19th Jul 2008
RarestNews, scalability, 100000 news per day, databases, de-normalization and bugs in Python language
UPDATE: The response to this post by one of the developers of CouchDB.
RarestNews project is currenlty under re-tooling, for some reasons. First of all there’s a design flaw. The accumulation of 100 000 news articles every day in a single MySQL database is a bad idea. The database started to crawl (i.e. being really slow) on 10th day, and on 20th day it nearly came to stop. Actually the site stopped being responsive at all (even at the start it wasn’t really responsive, but it was all due to normalization, which I was taught is good, but it’s not… in some cases). So the technical description of scalability problems I’m facing are following.
The only thing that wasn’t giving me the problems is the new Amazon EC2 High-CPU instances. That’s a terrific thing. Everything else is crap.
Ok, not everything, but probably being misused like I was doing it - it is.
MySQL problems
So, to be technical here I’ve used MyISAM tables (never really liked InnoDB because of it’s slow writes and at 100k new articles a day with lots of meta-data to write about them, like tags, dates, snippets, word frequencies, etc) - it seemed like a good decision. The bad part was that on write MyISAM locks the whole table.
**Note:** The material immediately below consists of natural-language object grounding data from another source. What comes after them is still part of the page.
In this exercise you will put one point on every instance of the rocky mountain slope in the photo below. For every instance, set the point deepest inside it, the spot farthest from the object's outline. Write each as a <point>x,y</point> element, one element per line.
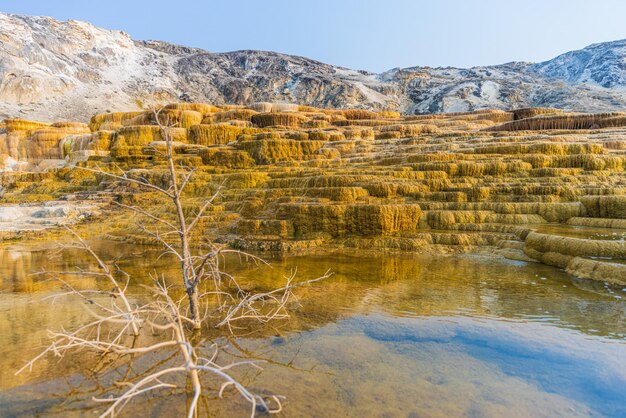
<point>51,70</point>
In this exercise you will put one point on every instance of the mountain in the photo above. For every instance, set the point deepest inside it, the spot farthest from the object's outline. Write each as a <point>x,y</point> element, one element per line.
<point>52,70</point>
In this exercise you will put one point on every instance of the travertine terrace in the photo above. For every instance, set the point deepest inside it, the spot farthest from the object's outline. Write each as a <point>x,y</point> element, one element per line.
<point>531,184</point>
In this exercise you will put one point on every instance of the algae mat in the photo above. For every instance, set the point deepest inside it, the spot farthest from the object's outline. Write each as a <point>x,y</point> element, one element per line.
<point>388,335</point>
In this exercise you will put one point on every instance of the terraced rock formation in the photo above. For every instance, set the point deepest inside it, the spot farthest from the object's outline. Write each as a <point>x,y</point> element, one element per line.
<point>532,184</point>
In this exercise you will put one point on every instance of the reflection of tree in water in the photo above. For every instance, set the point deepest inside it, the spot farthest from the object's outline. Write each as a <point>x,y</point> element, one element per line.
<point>397,285</point>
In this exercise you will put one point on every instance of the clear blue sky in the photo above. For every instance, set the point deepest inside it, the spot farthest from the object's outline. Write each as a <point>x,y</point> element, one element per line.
<point>370,35</point>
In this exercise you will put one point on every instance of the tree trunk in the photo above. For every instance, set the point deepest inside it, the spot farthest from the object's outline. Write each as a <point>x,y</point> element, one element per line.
<point>194,306</point>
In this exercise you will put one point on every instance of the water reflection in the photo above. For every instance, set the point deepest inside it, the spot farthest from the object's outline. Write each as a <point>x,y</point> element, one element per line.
<point>392,334</point>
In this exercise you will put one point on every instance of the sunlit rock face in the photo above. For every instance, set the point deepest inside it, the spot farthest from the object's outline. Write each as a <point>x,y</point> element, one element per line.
<point>52,70</point>
<point>297,177</point>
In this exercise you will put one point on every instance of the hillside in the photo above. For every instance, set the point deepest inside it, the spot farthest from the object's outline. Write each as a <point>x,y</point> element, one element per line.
<point>51,70</point>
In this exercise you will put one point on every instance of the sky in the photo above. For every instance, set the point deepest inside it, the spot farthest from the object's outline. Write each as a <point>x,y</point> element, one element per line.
<point>367,35</point>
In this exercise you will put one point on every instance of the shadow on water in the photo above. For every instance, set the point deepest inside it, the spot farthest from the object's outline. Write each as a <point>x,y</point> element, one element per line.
<point>387,335</point>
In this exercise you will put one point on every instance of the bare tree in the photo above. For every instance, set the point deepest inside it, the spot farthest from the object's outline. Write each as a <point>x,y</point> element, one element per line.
<point>119,320</point>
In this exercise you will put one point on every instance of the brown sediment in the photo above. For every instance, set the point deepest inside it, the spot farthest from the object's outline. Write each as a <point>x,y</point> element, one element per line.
<point>297,177</point>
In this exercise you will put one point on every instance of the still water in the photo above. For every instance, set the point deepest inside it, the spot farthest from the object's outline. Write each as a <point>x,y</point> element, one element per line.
<point>393,335</point>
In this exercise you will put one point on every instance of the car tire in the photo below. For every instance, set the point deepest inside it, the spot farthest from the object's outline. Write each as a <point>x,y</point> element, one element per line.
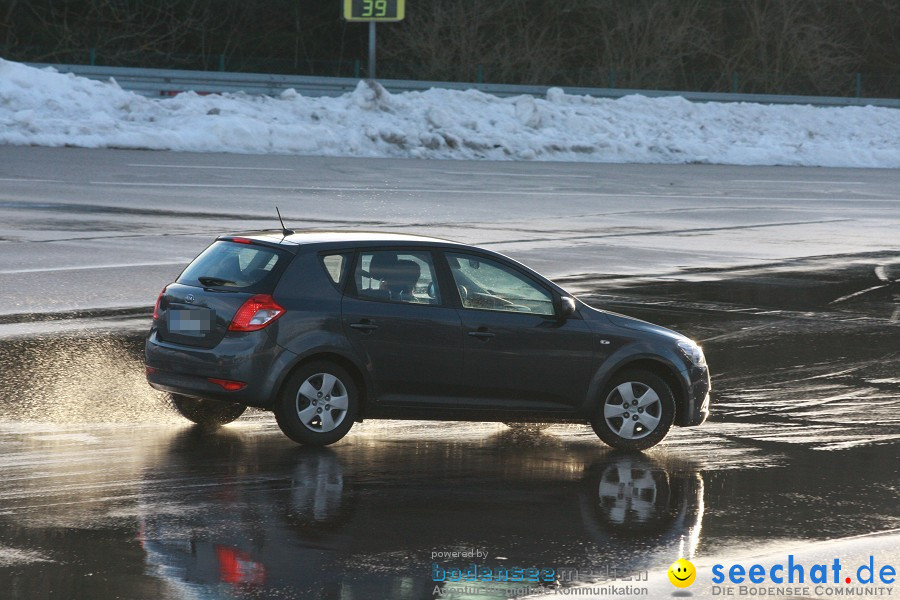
<point>622,427</point>
<point>209,413</point>
<point>304,410</point>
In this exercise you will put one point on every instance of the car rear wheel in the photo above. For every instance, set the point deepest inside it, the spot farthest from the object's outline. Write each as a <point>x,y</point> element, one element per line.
<point>637,411</point>
<point>319,404</point>
<point>209,413</point>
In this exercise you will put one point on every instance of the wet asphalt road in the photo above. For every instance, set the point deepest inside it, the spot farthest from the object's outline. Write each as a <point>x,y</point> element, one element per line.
<point>789,282</point>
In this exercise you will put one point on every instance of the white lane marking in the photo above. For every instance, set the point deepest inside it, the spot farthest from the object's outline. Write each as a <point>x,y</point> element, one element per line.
<point>796,181</point>
<point>30,180</point>
<point>208,167</point>
<point>294,188</point>
<point>555,176</point>
<point>90,267</point>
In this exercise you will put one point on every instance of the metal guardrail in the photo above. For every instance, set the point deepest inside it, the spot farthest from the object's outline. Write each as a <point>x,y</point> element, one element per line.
<point>168,82</point>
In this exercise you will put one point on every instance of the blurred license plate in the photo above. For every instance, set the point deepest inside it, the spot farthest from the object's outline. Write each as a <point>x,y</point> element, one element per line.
<point>197,321</point>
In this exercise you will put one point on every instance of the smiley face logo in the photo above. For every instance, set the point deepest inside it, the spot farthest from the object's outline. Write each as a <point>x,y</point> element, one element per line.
<point>682,573</point>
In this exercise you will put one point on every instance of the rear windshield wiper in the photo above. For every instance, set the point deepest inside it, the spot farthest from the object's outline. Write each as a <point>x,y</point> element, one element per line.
<point>213,281</point>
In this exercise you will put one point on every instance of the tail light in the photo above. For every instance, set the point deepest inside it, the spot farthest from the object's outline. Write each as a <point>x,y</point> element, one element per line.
<point>158,300</point>
<point>256,313</point>
<point>227,384</point>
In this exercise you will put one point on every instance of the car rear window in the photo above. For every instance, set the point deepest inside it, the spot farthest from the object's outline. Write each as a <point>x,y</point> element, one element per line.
<point>231,265</point>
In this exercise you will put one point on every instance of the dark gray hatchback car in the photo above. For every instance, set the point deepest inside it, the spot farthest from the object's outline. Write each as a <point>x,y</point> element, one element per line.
<point>330,328</point>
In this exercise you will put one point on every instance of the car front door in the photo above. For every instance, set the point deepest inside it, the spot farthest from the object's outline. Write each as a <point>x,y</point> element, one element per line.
<point>399,321</point>
<point>519,354</point>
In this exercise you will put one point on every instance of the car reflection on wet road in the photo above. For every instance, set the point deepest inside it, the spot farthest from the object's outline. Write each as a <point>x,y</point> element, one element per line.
<point>109,494</point>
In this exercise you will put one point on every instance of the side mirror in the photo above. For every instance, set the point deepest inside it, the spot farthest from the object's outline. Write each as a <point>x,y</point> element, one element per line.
<point>566,307</point>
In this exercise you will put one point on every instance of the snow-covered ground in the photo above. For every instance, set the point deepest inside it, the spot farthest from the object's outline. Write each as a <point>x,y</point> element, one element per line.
<point>43,107</point>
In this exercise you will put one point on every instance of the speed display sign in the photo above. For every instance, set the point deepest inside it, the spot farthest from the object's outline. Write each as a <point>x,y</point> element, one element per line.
<point>374,10</point>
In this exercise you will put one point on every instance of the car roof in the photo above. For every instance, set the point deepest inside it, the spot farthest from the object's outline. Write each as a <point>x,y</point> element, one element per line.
<point>353,237</point>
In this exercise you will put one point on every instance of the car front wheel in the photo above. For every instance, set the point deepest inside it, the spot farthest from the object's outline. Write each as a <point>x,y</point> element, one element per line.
<point>318,405</point>
<point>209,413</point>
<point>637,411</point>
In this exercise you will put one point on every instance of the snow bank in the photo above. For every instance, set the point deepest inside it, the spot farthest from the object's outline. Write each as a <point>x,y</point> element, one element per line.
<point>44,107</point>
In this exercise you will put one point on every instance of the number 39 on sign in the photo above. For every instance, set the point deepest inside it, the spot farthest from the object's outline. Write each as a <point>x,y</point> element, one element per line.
<point>374,10</point>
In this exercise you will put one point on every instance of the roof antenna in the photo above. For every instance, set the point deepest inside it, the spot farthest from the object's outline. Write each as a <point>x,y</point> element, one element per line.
<point>284,230</point>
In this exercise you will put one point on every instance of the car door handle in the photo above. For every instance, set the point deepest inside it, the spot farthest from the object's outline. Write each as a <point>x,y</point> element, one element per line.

So 50 bots scouring the Web for news writing and locking whole table made site almost unresponsive.
I’m not yet sure how to solve it - with InnoDB, with PostgreSQL or with some kind of new-age databases like CouchDB, StrokeDB, maybe Amazon’s SimpleDB, etc…
CouchDB problems
They seem like a nice idea when you read about them, but… there are flaws.. The main problem with CouchDB for example is it’s complete HDD-dependence. Modern memory is hundreds of times faster than DB, so you’re using only 1% of speed if you use HDD-based database. And the second problem is it’s “Do not overwrite” motto. It doesn’t reuse space no longer needed, so if I write a 100KB article to database (along with some other data and then I rewrite this entry - there’s now 200KB stored on my drive) and each update eats 100KB more.
How to avoid it? Compact the database, so it creates a NEW file with only the latter 100KB. And delete the previous database file. So, even I didn’t change anything - I’ve had to write the same data 3 times (along with all of my database in compaction process). What that means.
1) It’s AT LEAST 3 time slower than your HDD speed if you want to effectively use ALL of your hard drive, so now we have only 0.3% of computer speed (compared to memory usage).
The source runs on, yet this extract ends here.